Ani terus memijit. "Mudah-mudahan kuliah Ani cepat selesai ya, Ayah. Terus cepat dapat kerja. Terus Ayah bisa istirahat. Yah, sekurangnya tidak usah banting tulang sekeras... sekeras..."
Ani terkejut. Heran; mengapa bahu Masri bergerak-gerak? Sambil terus memijit, Ani menjulurkan kepala ke depan.

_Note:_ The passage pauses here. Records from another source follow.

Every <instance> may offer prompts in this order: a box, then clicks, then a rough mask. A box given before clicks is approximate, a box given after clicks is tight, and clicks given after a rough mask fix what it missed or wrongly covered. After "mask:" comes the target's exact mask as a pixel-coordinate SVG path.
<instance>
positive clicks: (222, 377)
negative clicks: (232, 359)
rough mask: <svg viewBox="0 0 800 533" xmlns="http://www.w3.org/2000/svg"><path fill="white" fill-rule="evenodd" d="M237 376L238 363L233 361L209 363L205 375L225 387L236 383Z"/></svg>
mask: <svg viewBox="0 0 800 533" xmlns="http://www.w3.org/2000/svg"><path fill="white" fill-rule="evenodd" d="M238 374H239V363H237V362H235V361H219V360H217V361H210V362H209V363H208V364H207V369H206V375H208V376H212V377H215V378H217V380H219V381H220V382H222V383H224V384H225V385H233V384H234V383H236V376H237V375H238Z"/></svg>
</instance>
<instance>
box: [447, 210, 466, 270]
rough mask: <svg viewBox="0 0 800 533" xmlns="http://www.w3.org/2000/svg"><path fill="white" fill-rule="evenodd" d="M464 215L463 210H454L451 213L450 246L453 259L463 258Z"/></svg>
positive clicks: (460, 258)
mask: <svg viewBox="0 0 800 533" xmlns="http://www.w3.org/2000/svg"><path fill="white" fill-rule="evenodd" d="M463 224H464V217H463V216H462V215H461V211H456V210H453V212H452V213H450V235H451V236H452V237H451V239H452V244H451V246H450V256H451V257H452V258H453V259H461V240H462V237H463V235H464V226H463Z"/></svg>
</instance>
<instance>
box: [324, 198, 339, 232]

"Eh, kenapa Ayah menangiiis?"
Tidak ada jawaban.
Ani pindah ke samping. Sedikit membungkuk melihat wajah Masri yang menunduk disangga telapak tangan yang bertelekan siku di atas meja. "Ayaaah, mengapa Ayah menangiiis...?"
Masri mengangkat wajah. Menoleh. Senyum sementara matanya memerah. Bibirnya bergerak-gerak sementara pintu depan terkuak. Wita masuk.
"Eh, Ayab sudah puuulang," katanya sambil duduk di seberang meja. "Hah, Ayah kurang sehat, yaaa?" Wita berdiri lagi. Pindah ke belakang Masri. Meraba dahi Masri. "Agak panas. Ayo, istirahat dulu..." sambil menarik lengan Masri ke kamar.
Masri berbaring. Sejenak Wita meletakkan lagi telapak tangannya di dahi Masri. Senyum, "Bunda panggil Pak Mantri, ya...?" tanya mantan mahasiswi FPBS yang pertama jumpa Masri saat Masri berjualan buku bekas di kaki lima Jalan Sudirman dua puluh empat tahun lalu.
"Tidak usahlah. Rasanya Ayah tidak sakit. Cuma sejak pagi, entah mengapa, Ayah cuma merasa tidak enak saja."
Wita duduk di tepi ranjang. Membelai rambut Masri yang mulai ditumbuhi uban. Sadar atau tidak tangan Wita mencabut sehelai. Masri sedikit terkejut.
"Apa itu?"
"Uban!"
"Kenapa dicabut?"
"Tua kan tidak perlu dikejar. Dia akan datang sendiri. Baiknya Bunda masak apa ya, sekarang? Ayah ingin apa?"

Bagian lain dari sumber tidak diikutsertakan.